Kyle Spaans kspaans at student.math.uwaterloo.ca
Tue Aug 26 10:33:34 PDT 2008


(DISCLAIMER: I'm still very much a novice programmer, and I can count the 10's of lines of C code
that I've written on my two hands.)

I've been trying to understand this very debate for a couple of months now, ever since some, uhh,
"experienced" (:P) aquaintaces of mine discussed the advantages of Fortran over C for work with
multidimensional data. At first I didn't understand it at all. Something about array indexing
and size?

I've been using Fortran 90 (_always_ IMPLICIT NONE, sane variable names, modules, never written a
GOTO statement in my life, etc) for about 8 months now on my co-op work term. I can see how easy it
is to create and dynamically allocate arrays of any dimension. I'm not too sure how it's working
under the hood just yet, but I've heard that Fortran arrays carry around a little bit of extra
metadata about the size of the array?

Either way, I've recently started writing Conway's Game of Life in C, as an exercise.

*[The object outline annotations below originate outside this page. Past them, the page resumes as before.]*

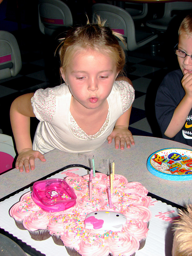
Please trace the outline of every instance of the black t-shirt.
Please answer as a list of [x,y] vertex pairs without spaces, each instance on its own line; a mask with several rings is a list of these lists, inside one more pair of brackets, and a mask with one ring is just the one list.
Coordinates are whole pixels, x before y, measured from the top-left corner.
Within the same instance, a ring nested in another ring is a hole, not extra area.
[[172,138],[164,135],[175,109],[185,92],[181,81],[183,75],[180,69],[170,72],[164,78],[158,90],[155,101],[157,119],[162,137],[192,146],[192,110],[182,129]]

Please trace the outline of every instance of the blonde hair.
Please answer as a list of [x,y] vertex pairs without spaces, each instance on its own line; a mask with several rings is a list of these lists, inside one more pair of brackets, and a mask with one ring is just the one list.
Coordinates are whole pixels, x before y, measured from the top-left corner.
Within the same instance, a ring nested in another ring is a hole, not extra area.
[[116,63],[117,72],[121,72],[125,63],[125,53],[116,37],[124,41],[121,35],[104,26],[105,21],[98,16],[96,23],[72,28],[66,38],[60,40],[59,54],[62,72],[64,73],[77,52],[90,49],[109,56]]
[[172,249],[172,256],[192,256],[192,205],[186,210],[179,210],[179,218],[175,226]]
[[178,34],[179,36],[183,33],[189,36],[192,36],[192,14],[188,15],[184,18],[180,25]]

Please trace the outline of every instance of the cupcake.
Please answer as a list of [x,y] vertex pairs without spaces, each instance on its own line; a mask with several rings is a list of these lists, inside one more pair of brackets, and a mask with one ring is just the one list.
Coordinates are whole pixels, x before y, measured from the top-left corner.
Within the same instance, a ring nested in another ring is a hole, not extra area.
[[17,203],[10,209],[9,214],[14,219],[17,227],[25,230],[26,228],[23,224],[25,218],[40,209],[32,199],[31,200],[23,200]]
[[50,214],[40,210],[25,218],[23,225],[32,239],[42,241],[50,237],[51,235],[47,228],[51,217]]
[[123,229],[123,231],[130,234],[134,234],[137,238],[139,241],[139,250],[142,249],[145,245],[148,230],[147,223],[144,223],[142,220],[132,218],[127,219],[126,225]]

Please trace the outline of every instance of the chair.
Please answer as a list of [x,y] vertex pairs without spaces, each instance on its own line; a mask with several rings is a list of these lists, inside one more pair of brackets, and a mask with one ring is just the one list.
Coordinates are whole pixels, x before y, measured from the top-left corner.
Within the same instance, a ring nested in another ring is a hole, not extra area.
[[137,21],[146,17],[148,5],[147,3],[126,2],[125,11],[129,13],[134,21]]
[[178,11],[177,13],[178,13],[179,11],[191,9],[192,9],[191,2],[172,2],[165,3],[163,17],[160,19],[147,21],[146,22],[146,25],[158,30],[165,31],[167,30],[170,21],[176,16],[177,12],[174,11]]
[[133,51],[158,37],[157,34],[136,30],[131,16],[122,8],[106,4],[96,4],[92,10],[94,20],[97,15],[99,15],[106,20],[112,30],[122,34],[126,41],[126,46],[121,41],[120,44],[126,50]]
[[22,66],[16,38],[9,32],[0,31],[0,80],[15,76]]
[[12,168],[16,156],[12,137],[0,134],[0,174]]
[[70,9],[60,0],[39,0],[38,13],[39,29],[44,34],[52,35],[62,27],[73,26]]

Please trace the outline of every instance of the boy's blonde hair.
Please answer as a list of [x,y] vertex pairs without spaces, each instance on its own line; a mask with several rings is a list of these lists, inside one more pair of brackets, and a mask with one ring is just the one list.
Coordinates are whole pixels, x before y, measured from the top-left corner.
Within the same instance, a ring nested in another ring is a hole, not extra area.
[[121,72],[125,63],[125,53],[116,36],[122,41],[120,34],[105,26],[105,21],[97,17],[96,23],[72,28],[67,32],[66,37],[60,39],[59,50],[62,72],[65,73],[74,55],[85,49],[95,51],[109,56],[116,63],[117,72]]
[[192,205],[179,210],[179,218],[174,222],[172,256],[192,256]]
[[180,25],[178,34],[179,36],[182,33],[189,36],[192,36],[192,14],[189,14],[184,18]]

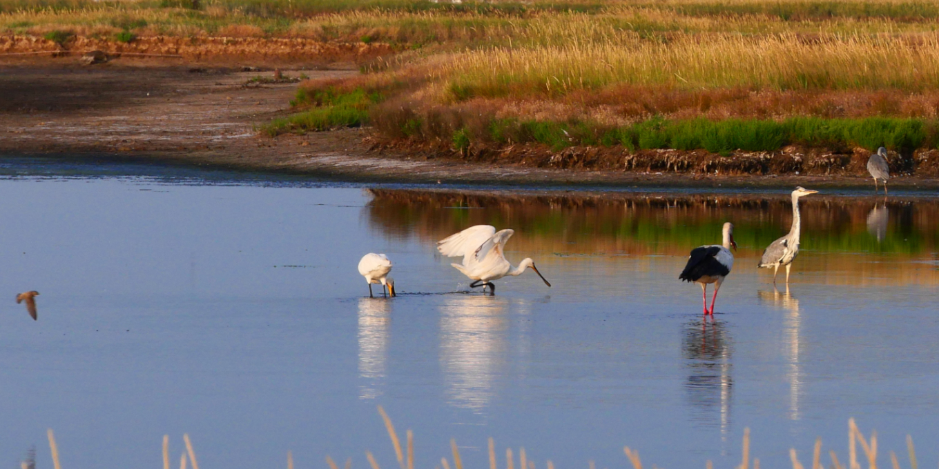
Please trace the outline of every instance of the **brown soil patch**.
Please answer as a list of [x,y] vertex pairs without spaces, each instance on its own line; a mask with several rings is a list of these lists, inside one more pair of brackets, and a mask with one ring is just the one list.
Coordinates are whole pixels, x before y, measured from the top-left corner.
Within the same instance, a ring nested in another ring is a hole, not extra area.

I needed to
figure out how to dynamically allocate a 2D array. I found an answer on the comp.lang.c FAQ[1].
It's not terribly complex, but it seems to me like it's more involved than with Fortran.

And if it came to an array of dimension >> 3, wouldn't that be a lot of array indicies and deferences
to calculate as the dimensions added up. That's assuming you go with option 1 from the FAQ. Option
2 looks more reasonable to me.  But couldn't this explain at least part of Fortran's "advantage"?